[swift-evolution] deinit and failable initializers

Douglas Gregor dgregor at apple.com
Tue Jan 26 11:39:09 CST 2016


> On Jan 26, 2016, at 9:15 AM, Chris Eidhof via swift-evolution <swift-evolution at swift.org> wrote:
> 
> Now that we can return nil from a failable initializer without having initialized all the properties, it’s easier to make a mistake. For example, consider the following (artificial) code:
> 
> class MyArray<T> {
>     var pointer: UnsafeMutablePointer<T>
>     var capacity: Int
>     
>     init?(capacity: Int) {
>         pointer = UnsafeMutablePointer.alloc(capacity)
>         if capacity > 100 {
>             // Here we should also free the memory. In other words, duplicate the code from deinit.
>             return nil
>         }
>         self.capacity = capacity
>         
>     }
>     
>     deinit {
>         pointer.destroy(capacity)
>     }
> }
> 
> In the `return nil` case, we should really free the memory allocated by the pointer. Or in other words, we need to duplicate the behavior from the deinit.
> 
> Before Swift 2.2, this mistake wasn’t possible, because we knew that we could count on deinit being called, *always*. With the current behavior, return `nil` is easier, but it does come at the cost of accidentally introducing bugs. As Joe Groff pointed out, a solution would be to have something like “deferOnError” (or in this case, “deferOnNil”), but that feels a bit heavy-weight to me (and you still have to duplicate code).
> 
> In any case, I think it’s nice that we can now return nil earlier.

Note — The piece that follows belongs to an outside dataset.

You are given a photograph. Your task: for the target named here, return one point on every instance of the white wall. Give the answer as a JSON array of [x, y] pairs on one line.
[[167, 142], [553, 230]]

I don’t like that it goes at the cost of safety, but I realize it’s probably only making things less safe in a small amount of edge cases.

Let’s re-order the statements in your example:

class MyArray<T> {
    var pointer: UnsafeMutablePointer<T>
    var capacity: Int

    init?(capacity: Int) {
        if capacity > 100 {
            // Here we should also free the memory. In other words, duplicate the code from deinit.
            return nil
        }
        self.capacity = capacity
        pointer = UnsafeMutablePointer.alloc(capacity)
    }
    
    deinit {
        pointer.destroy(capacity)
    }
}

If the initializer returns ‘nil’ and we still call deinit, we end up destroying a pointer that was never allocated.

If you come from an Objective-C background, you might expect implicit zeroing of the allocated block to help here. However, Swift doesn’t have that, because many Swift types don’t have a “zero” state that’s safe to destroy. For example, anything with a member of non-optional reference type, e.g.,

class ClassWrapper {
  var array: MyArray<String>

  init(array: MyArray<String>) {
    self.array = array
  }

  deinit {
    print(array) // array is a valid instance of MyArray<String>
  }
}

A valid ClassWrapper instance will always have an instance of MyArray<String>, even throughout its deinitializer.